Let's now consider the most frequent Valgrind errors that you might face in this class:

Valgrind Download

Conditional jump or move depends on uninitialized value(s)

This error message means that you have a loop or if statement that is dependent on an uninitialized variable (a variable whose value you haven't set). In the example below, notice that the integer x is only set if userInput is equal to true. But then, no matter what, we use x in the for-loop condition, even though it might not be set. This creates problems, because if you don't set the value of the variable, it will be set to some unknown value.

Invalid write of size n

This error message most often occurs if you have written outside the bounds of memory you have allocated. For example, suppose you allocate an array of integers with 5 items, but then try to access the 8th element:

Mismatched (or Invalid) free() / delete / delete[] / realloc()

This error message can have several causes. The most common reason is forgetting to use delete[] with dynamically allocated arrays. In this example, the valgrind error could be corrected by simply adding the square brackets after delete.

This can also occur if you don't correctly delete the memory you've allocated. Anytime you use new, you must delete with delete. Anytime you use malloc, you must delete using free. Attempting to mix and match, as seen below, will cause a Valgrind error:

One other thing that can cause this problem is deleting the same thing twice:

Stack overflow in thread

Valgrind Abr

Valgrind

In labs that use recursion, such as BST, you may run into this error. Most frequently this occurs when you don't have exhaustive base cases for a recursive function. Without all the necessary base cases, your recursive function will continually call itself until there is no more memory on the stack to call it.

Process terminating with default action of signal 11 (SIGSEGV)
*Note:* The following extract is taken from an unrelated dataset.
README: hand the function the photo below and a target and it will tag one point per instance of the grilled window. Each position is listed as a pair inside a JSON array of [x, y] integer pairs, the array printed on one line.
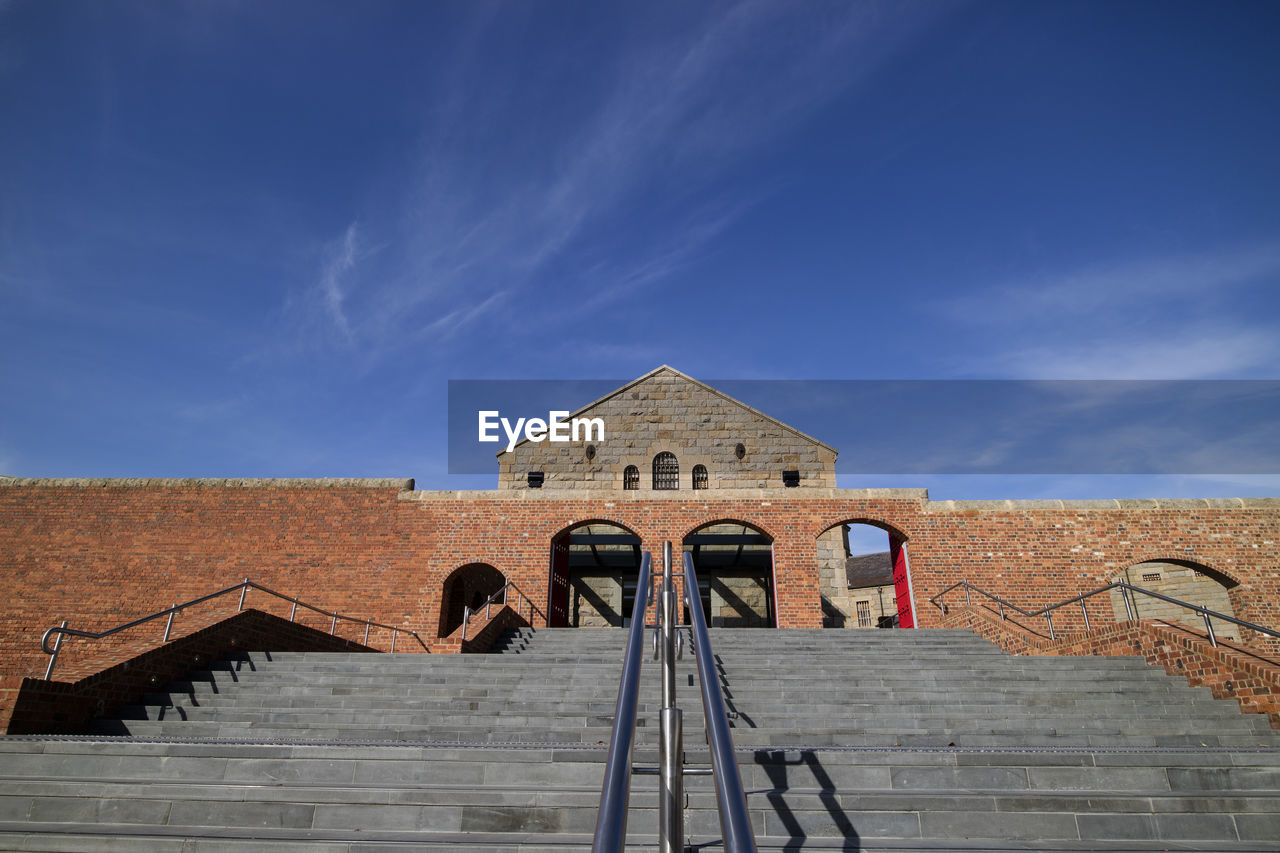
[[666, 471], [864, 614], [699, 477]]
This means that your program crashed with a Segmentation Fault. A segmentation fault generally occurs if you try to access memory that is already reserved by the system. In this class, this most commonly occurs if you try to access a data member of a NULL pointer, like this:

Process terminating with default action of signal 15 (SIGTERM)

In the autograder output, you will almost always see this error when your program's execution timed out (in this class, the time limit is 5 seconds). Like the stack overflow issue, this can happen with recursive functions that are missing necessary base cases. If this is the case, your Valgrind output will look something like this:

Notice that function1() continually called itself over and over until we ran out of time.